I suppose people all use different coping mechanisms to deal with pain. Mine is to tuck it away in the darkest recesses of my mind and avoid going anywhere near it if at all possible. That’s why I made completely sure I would never need to come face to face with my misery again.
It’s so easy to hide from yourself in this way. I simply made sure that every relationship I had was with someone who would never demand anything from me. It’s easy to spot men who are relationship phobes and I just made sure that I picked out those guys. To such an extent that I had a long relationship (over several years) with a man who was the singer of a band and spent most of his time on the road touring in the USA and in Europe. He was a dead cert for me….handsome and desirable as well as completely and utterly unlikely to ever demand more from me than I was willing to give. It worked well, we saw each other each week when he was in the UK but when he was touring I spent my time with my friends. He made me laugh and we had fun together. It was a good arrangement. I never needed to face up to the end of an emotional relationship because it wasn’t about emotions, it was about fun.
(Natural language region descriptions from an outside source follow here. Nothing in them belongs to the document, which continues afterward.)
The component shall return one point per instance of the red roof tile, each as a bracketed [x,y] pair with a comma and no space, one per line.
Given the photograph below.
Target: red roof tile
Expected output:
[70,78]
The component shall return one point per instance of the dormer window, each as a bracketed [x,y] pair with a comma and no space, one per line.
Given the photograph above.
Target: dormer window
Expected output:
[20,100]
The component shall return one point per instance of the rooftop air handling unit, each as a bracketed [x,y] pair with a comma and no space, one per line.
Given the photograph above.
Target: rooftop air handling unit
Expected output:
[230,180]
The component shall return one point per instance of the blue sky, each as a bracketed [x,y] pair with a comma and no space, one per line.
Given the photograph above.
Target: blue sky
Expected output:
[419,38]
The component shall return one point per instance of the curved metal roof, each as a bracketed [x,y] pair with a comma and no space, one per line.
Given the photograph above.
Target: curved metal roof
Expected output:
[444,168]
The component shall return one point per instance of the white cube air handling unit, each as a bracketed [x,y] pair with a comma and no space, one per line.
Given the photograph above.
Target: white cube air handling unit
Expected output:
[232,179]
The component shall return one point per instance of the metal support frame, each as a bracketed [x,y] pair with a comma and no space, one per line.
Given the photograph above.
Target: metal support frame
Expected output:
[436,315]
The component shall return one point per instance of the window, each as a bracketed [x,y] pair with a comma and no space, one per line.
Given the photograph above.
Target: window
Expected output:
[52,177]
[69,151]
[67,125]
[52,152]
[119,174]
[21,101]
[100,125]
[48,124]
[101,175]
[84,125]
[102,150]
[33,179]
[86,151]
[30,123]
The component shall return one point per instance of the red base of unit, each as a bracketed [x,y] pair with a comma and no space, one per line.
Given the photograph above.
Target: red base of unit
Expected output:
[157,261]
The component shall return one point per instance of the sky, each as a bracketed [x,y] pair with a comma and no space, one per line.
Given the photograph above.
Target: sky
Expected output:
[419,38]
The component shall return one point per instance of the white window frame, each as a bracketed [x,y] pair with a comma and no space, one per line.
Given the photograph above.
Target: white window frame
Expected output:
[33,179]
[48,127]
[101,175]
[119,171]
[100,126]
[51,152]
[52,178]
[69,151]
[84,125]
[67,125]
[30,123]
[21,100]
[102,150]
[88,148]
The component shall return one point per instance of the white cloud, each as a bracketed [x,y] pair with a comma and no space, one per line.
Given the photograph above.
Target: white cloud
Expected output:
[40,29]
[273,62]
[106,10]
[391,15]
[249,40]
Once, I made a mistake and nearly got myself killed for it. I met someone who I thought would never pressurise me but I was wrong. Within a few short months he was talking marriage and rose covered cottages but I couldn’t do that - I was still of the view that you could only get married if you loved someone. I was incapable of love. He got angry and wouldn’t accept me walking away. He tried to harm me. I can’t go into details but it wasn’t nice.
I got married out of sheer, unadulterated loneliness. I was living alone and just needed the company of another soul to give my life structure. I made sure my husband wouldn’t demand any real emotion from me too. I still avoided confronting the box at the back of the attic. I still kept denying its existence.
I met David only months after I married. I was able to use my marriage as part of my disguise. I couldn’t get into a relationship with him because, heaven forbid, I was married already so going to his flat was out of the question. We flirted for months. I discussed him endlessly with Claire.
Something happened to me in 2000. I was approaching 40 and I got into a major flirtation with a man who would never have been right for me but the spark that hit me on that day was one that told me I was ready to experience a deeply emotional relationship again. It had only taken 20 years to get there but I got there eventually.
Realising that I wanted more than anything to wake up in the arms of someone who cared about me was such a revelation. I thought I’d managed to kill off that need many years earlier. I thought I’d been really successful at being the ‘un-dead’ emotionally. I thought the love and friendship of my friends along with the camaraderie of my colleagues would always be enough. I was wrong and I had to do something to give myself the chance to experience that – even if it never happened I needed to allow myself the opportunity. I had to become single again.
I was fully prepared to face living alone and dying alone in order to open up my life to the chance of meeting someone who might love me. I took a huge risk.
David came back into my life and the box was found. It was opened and all of my misery blew away on the wind of change. My life has meaning and my dream has been realised. Each morning we wake up in one-another’s arms and I get up knowing that at the end of the day I will climb back into his arms to drift off to sleep. I have found I am capable of love. I am capable of intense feeling and, most of all, I am ALIVE.